Take traditional Ridge regression,
$$ Y_i = \sum_{j=0}^m \beta_{j} X_{i,j} + \epsilon_i $$
we minimize
$$ L_{ridge} = \arg \min_\hat{\beta}(\lambda||\beta||_2^2 + ||\epsilon||^2)$$
where $\lambda$ is the regularization penalty.
Suppose instead our model we wrote our model as
$$ Y_i = \sum_{j=0}^m \beta_j X_{i,j} + \sum_{j=1}^n \beta_{m+j} I_j $$
where $I_j=1$ if $j=i$ and 0 otherwise. In other words, the errors become additional parameters, one for each observation.

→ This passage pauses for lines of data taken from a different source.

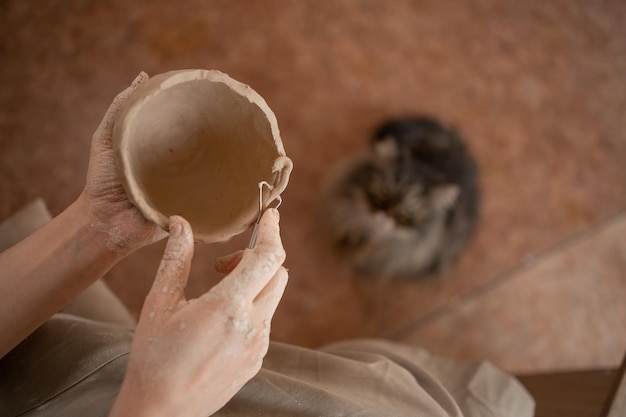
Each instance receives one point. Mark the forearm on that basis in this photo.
(43, 273)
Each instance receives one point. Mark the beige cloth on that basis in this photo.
(74, 367)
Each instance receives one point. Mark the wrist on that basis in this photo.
(114, 241)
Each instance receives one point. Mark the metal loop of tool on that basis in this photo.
(255, 229)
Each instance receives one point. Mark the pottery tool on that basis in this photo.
(255, 228)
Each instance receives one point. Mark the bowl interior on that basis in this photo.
(199, 150)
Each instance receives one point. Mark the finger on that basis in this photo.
(105, 129)
(168, 287)
(258, 265)
(267, 301)
(226, 264)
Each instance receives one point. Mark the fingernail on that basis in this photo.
(176, 227)
(275, 212)
(139, 79)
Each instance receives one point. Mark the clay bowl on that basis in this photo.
(197, 143)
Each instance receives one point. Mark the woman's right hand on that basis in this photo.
(190, 357)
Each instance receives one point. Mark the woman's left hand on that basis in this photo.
(108, 205)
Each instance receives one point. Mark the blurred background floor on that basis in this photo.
(537, 88)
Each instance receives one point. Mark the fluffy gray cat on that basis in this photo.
(408, 206)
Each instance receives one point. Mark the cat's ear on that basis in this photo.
(386, 149)
(444, 196)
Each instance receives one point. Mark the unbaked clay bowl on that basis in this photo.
(197, 143)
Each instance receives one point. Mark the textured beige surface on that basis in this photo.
(537, 88)
(565, 310)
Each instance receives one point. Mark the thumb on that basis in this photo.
(168, 287)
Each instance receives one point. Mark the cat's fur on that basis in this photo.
(408, 206)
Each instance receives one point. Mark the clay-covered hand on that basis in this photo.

Now we minimize
$$ L_{ridge} = \arg\min_\hat{\beta}(\lambda||\beta_{1..m}||_2^2 + ||\beta_{m+1,...,m+n}||_2^2)$$
In this case, assuming standardized coefficients, shouldn't it be clear that these "error"/ residual parameters should be treated as any other; i.e. $\lambda = 1$?, so just
$$ L_{ridge} = \arg\min_\hat{\beta}(||\beta_{1..m+n}||_2^2)$$
I see this answer here, but if the data is standardized, I don't see why these error parameters should have a different weight? (Maybe they need to be standardized too.)
(Equivalent question for Lasso with Least Absolute Deviations.)